The Pros and Cons of an ABLE Account
Do you or someone you love have physical or mental special needs? Do you or they receive any government assistance? If yes, then you need to know about ABLE Accounts.
The ABLE Act
ABLE Accounts are tax-advantaged savings accounts under Section 529 of the federal tax code and are available to individuals with disabilities and their families. The law creating ABLE Accounts is formally known as the Achieving a Better Life Experience Act of 2014.
The Act permits “qualified individuals” to have tax-free savings accounts allowing them to save up to $100,000 without affecting their eligibility for Supplemental Security Income (SSI) and other means-tested government programs, such as Medicaid. If an ABLE Account balance exceeds $100,000, SSI benefits are suspended but Medicaid benefits continue.
Upsides and Downsides
This is definitely good news, and the upsides outweigh the downsides for many eligible to take advantage of this opportunity.
Let’s look at the upsides first:
- A qualified individual can create his or her own ABLE Account with his or her own money rather than depending on relatives or the court system to set up a “first-party” special needs trust.
- A person with disabilities can oversee the funds in the ABLE Account, giving them more independence and affording easier access to the funds.
- The ABLE Account funds grow tax-free with no gift tax liabilities.
- Regardless of where you live and whether your state has enacted its own ABLE program, you can enroll in any state’s program.

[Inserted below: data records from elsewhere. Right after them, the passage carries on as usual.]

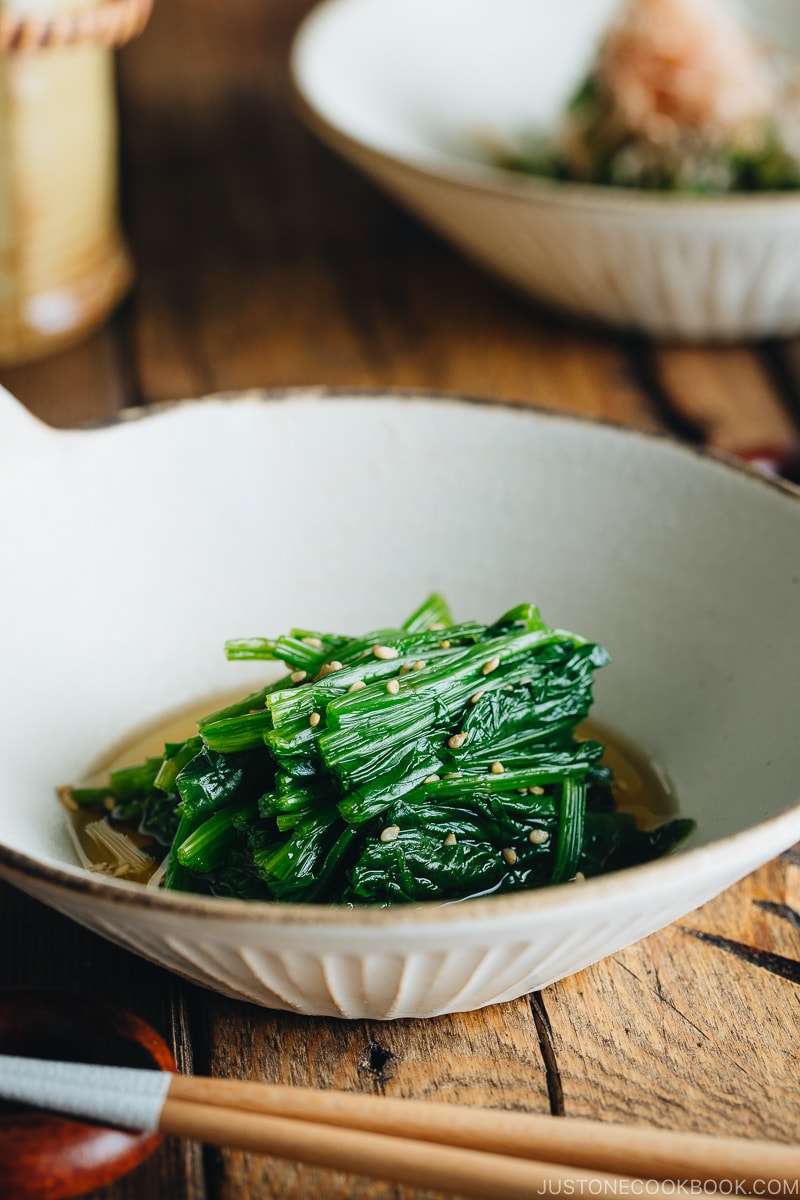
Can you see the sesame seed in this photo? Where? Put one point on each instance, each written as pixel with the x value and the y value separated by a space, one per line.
pixel 539 837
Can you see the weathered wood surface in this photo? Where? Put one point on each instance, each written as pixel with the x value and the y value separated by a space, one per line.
pixel 265 262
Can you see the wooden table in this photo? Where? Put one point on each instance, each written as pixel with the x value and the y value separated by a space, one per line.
pixel 264 261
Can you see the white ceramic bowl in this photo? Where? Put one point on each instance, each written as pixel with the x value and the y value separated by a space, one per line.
pixel 132 551
pixel 405 89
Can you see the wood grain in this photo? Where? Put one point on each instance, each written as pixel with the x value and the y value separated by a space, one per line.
pixel 685 1033
pixel 263 261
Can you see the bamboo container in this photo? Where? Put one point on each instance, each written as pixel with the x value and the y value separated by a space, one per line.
pixel 62 259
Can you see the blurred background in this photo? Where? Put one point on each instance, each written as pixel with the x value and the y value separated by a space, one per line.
pixel 262 259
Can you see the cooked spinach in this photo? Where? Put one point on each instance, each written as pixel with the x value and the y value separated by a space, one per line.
pixel 434 761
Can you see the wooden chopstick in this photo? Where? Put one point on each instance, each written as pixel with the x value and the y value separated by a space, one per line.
pixel 573 1144
pixel 423 1164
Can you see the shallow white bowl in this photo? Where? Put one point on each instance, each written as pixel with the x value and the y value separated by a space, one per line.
pixel 131 552
pixel 407 89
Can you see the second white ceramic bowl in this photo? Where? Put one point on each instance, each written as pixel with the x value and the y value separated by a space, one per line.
pixel 131 552
pixel 408 90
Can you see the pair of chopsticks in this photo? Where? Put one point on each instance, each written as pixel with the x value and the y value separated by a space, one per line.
pixel 471 1152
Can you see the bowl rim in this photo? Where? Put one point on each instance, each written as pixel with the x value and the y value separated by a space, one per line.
pixel 493 180
pixel 662 873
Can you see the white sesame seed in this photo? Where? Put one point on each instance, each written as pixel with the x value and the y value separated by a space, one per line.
pixel 539 837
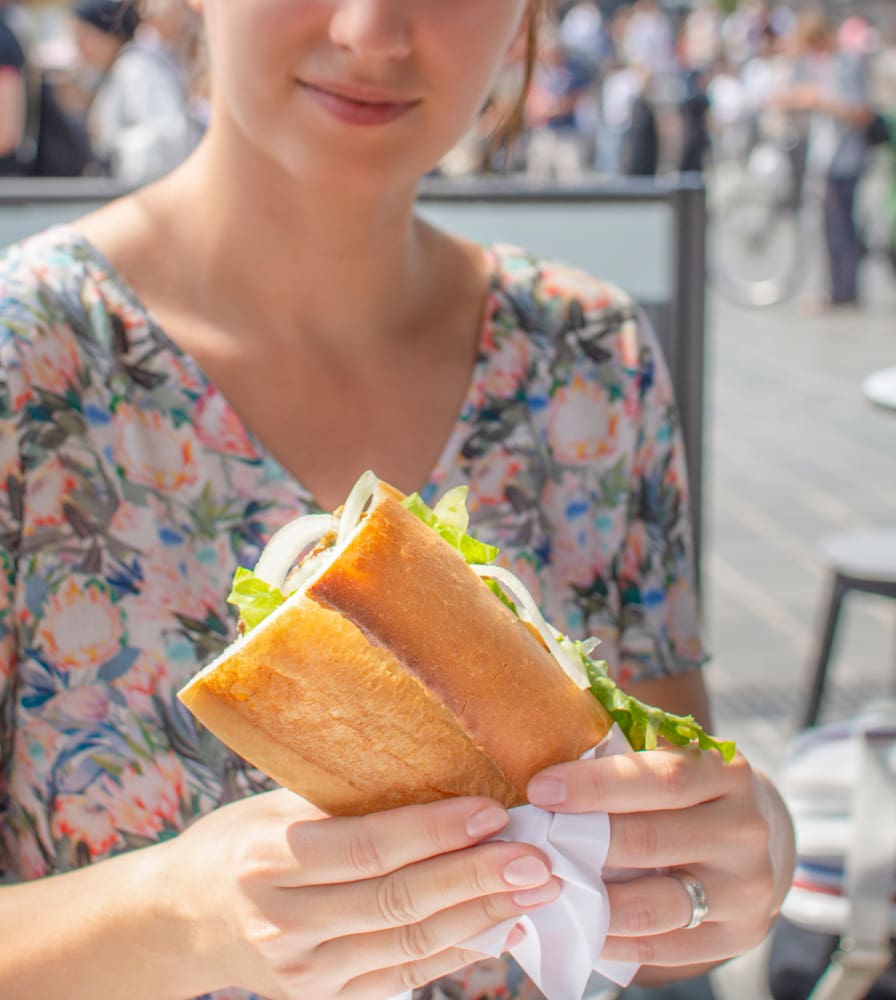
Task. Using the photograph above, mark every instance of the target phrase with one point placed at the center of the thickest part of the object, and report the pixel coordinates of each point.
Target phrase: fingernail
(526, 871)
(515, 937)
(487, 821)
(546, 893)
(546, 791)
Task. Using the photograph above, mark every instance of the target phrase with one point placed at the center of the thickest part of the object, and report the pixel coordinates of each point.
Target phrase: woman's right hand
(287, 902)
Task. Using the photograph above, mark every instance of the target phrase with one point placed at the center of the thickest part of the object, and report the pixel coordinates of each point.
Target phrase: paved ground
(793, 452)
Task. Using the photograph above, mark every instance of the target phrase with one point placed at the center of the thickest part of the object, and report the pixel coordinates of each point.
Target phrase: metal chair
(862, 561)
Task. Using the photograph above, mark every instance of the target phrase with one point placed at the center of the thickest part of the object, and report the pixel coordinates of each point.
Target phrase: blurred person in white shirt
(139, 119)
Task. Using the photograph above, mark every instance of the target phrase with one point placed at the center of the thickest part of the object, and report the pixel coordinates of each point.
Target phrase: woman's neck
(352, 272)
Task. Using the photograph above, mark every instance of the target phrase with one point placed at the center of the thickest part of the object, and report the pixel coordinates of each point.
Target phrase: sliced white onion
(287, 544)
(298, 577)
(571, 664)
(354, 506)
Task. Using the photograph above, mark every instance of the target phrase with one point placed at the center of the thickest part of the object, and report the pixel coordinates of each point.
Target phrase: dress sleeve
(10, 537)
(658, 613)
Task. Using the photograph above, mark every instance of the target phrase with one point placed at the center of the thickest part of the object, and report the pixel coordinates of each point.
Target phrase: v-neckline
(441, 471)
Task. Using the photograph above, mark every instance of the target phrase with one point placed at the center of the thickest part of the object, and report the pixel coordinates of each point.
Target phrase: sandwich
(386, 660)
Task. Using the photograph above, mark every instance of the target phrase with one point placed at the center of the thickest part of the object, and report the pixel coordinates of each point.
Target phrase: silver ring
(697, 895)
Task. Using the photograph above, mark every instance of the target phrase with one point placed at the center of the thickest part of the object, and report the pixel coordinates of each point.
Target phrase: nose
(379, 29)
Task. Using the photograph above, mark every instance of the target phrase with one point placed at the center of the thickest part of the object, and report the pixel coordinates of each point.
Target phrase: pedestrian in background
(831, 86)
(138, 119)
(12, 96)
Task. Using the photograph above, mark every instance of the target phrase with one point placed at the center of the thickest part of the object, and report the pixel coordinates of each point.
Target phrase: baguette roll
(395, 676)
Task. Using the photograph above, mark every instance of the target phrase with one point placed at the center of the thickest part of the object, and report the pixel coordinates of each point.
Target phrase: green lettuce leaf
(254, 598)
(642, 724)
(450, 519)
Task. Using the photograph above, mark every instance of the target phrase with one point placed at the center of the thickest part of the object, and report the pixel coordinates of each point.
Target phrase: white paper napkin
(564, 939)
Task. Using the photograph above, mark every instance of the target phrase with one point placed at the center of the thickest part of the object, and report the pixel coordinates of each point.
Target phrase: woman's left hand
(681, 811)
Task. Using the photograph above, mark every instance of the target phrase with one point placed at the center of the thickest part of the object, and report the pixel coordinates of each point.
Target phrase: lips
(358, 105)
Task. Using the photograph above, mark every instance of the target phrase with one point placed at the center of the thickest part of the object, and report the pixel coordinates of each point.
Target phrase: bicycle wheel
(756, 252)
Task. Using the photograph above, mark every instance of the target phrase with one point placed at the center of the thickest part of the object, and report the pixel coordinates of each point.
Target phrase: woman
(197, 363)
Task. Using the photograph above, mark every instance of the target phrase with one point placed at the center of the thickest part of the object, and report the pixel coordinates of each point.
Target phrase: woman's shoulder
(58, 294)
(48, 260)
(556, 283)
(555, 303)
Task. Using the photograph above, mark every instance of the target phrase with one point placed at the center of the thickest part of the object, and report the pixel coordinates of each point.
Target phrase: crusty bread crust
(397, 677)
(313, 704)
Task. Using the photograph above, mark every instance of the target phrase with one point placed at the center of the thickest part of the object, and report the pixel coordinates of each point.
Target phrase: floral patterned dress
(130, 491)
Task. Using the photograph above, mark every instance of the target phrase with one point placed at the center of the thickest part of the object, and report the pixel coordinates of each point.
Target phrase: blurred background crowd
(632, 87)
(800, 96)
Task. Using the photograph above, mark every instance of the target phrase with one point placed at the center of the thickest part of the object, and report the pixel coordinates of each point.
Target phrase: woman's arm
(269, 895)
(683, 809)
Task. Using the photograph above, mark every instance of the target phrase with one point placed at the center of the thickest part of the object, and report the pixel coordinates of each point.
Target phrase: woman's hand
(289, 903)
(680, 809)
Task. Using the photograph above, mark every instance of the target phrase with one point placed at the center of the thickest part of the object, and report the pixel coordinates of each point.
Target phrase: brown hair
(511, 125)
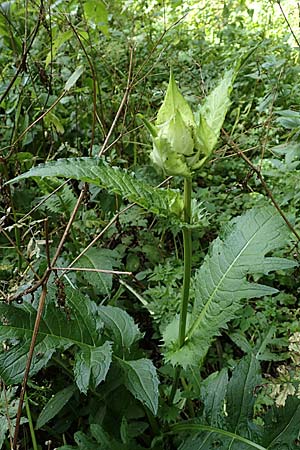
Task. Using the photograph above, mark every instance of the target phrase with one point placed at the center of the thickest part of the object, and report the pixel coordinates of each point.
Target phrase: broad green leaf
(122, 327)
(77, 323)
(221, 283)
(91, 366)
(141, 380)
(282, 426)
(163, 202)
(55, 405)
(99, 258)
(211, 114)
(173, 103)
(213, 391)
(73, 78)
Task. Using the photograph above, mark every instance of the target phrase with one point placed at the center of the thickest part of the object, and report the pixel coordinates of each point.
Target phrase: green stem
(196, 427)
(187, 260)
(187, 263)
(31, 428)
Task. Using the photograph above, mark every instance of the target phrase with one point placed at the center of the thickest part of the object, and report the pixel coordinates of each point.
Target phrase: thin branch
(90, 269)
(25, 53)
(269, 193)
(124, 100)
(288, 24)
(39, 313)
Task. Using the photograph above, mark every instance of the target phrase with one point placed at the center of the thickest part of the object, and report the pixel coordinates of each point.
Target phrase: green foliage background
(101, 374)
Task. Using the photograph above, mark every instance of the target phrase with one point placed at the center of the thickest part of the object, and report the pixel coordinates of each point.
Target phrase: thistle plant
(182, 143)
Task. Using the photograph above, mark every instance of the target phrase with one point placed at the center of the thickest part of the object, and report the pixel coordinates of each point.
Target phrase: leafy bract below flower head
(183, 141)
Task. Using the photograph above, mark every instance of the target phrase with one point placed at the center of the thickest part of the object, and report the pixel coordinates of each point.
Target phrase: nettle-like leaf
(122, 327)
(99, 258)
(78, 325)
(221, 283)
(240, 399)
(163, 202)
(141, 380)
(55, 405)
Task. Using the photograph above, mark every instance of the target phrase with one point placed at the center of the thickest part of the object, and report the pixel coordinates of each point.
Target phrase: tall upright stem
(187, 263)
(187, 260)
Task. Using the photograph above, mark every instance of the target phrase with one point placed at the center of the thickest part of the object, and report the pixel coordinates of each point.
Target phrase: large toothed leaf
(121, 326)
(163, 202)
(221, 283)
(91, 366)
(141, 380)
(77, 323)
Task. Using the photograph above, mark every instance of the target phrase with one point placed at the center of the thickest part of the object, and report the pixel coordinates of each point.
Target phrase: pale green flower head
(183, 141)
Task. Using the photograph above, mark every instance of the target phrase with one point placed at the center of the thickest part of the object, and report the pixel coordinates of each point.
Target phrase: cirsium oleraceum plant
(183, 140)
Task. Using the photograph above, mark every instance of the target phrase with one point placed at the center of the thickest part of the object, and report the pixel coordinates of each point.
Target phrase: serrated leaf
(99, 258)
(221, 283)
(213, 391)
(54, 405)
(96, 14)
(125, 332)
(141, 380)
(73, 78)
(91, 366)
(282, 426)
(163, 202)
(83, 330)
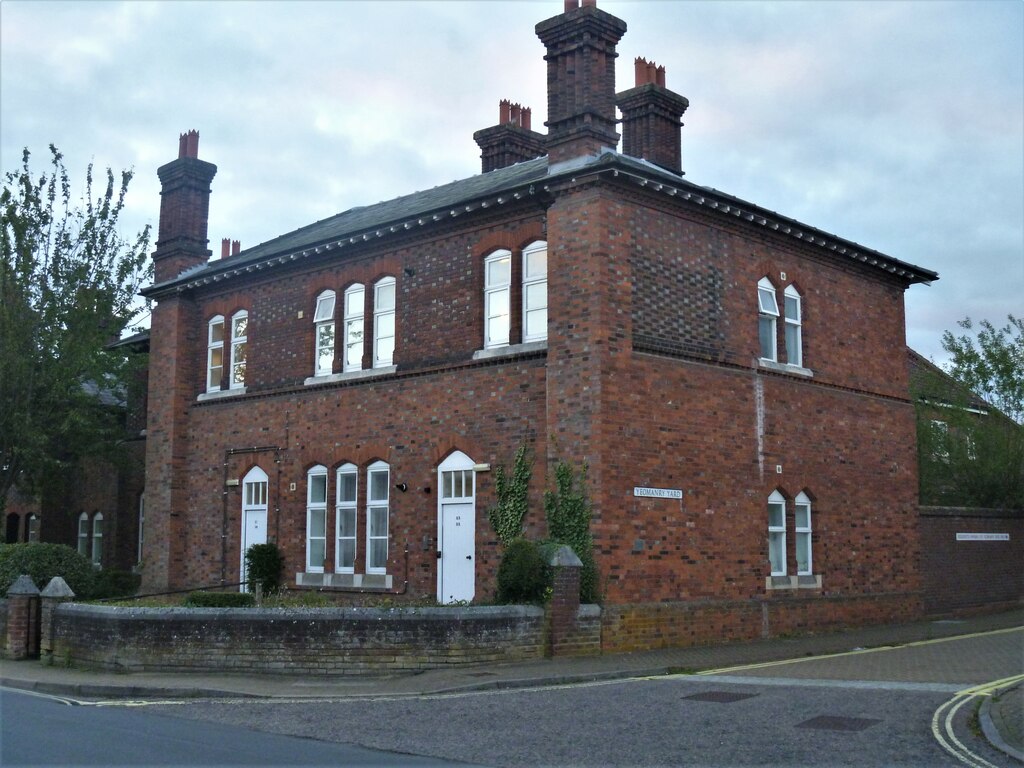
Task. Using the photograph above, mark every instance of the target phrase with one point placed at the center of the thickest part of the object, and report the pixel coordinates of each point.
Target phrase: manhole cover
(834, 723)
(721, 696)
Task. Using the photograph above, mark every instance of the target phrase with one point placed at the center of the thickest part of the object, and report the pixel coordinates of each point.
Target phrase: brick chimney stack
(511, 140)
(581, 59)
(651, 118)
(184, 211)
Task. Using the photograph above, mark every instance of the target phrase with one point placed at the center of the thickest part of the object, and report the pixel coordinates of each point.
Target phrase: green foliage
(568, 511)
(264, 563)
(991, 366)
(970, 439)
(69, 285)
(220, 600)
(42, 562)
(506, 517)
(110, 583)
(523, 574)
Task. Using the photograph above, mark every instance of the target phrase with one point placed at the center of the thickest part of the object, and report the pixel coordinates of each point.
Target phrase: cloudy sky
(897, 125)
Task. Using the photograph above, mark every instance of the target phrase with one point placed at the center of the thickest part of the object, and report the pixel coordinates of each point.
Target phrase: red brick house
(734, 379)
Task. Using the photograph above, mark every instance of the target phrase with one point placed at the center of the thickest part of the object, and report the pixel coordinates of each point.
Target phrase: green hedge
(220, 600)
(42, 562)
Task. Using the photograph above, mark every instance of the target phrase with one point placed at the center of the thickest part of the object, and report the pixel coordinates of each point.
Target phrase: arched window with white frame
(215, 353)
(384, 327)
(497, 299)
(346, 489)
(794, 325)
(353, 320)
(767, 318)
(535, 292)
(378, 493)
(324, 333)
(802, 528)
(776, 532)
(315, 519)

All told, the ABLE Act is groundbreaking legislation: it’s the first time any public policy has acknowledged the substantial expense of living with a disability or caring for a loved one who is disabled. Under the Act, a “qualified disability expense” is any expense related to the designated beneficiary due to living with disabilities. This includes those costs related to rearing a child with significant disabilities or a working age adult with disabilities. These costs include accessible housing and transportation, personal assistance services, assistive technology and healthcare expenses that are not covered under an insurance policy, Medicaid or Medicare.
In practical terms, an ABLE Account supplements—rather than supplants—the benefits of private insurance, Medicaid, SSI, the beneficiary’s employment and other sources.
Okay, now let’s look at the downsides of ABLE Accounts:
- To qualify, a person must have a disability that occurred before age 26.
- A person can only have one ABLE account.
- Annual contributions are capped at the federal annual gift tax exclusion, now at $14,000.
- Any funds leftover in the account after the beneficiary passes away are required to be first applied to repay Medicaid expenses incurred on his or her behalf.
- With the exception of Ohio, all other states are still in the process of setting up rules for financial institutions to offer ABLE Accounts (but anyone can open an account in the Buckeye State!).
Final Thoughts
While the ABLE Act gives those with special needs another means of assistance, not everyone will qualify. Accordingly, first- and third-party special needs trusts should still be considered when contributions exceed the Act’s limits or to avoid a Medicaid payback.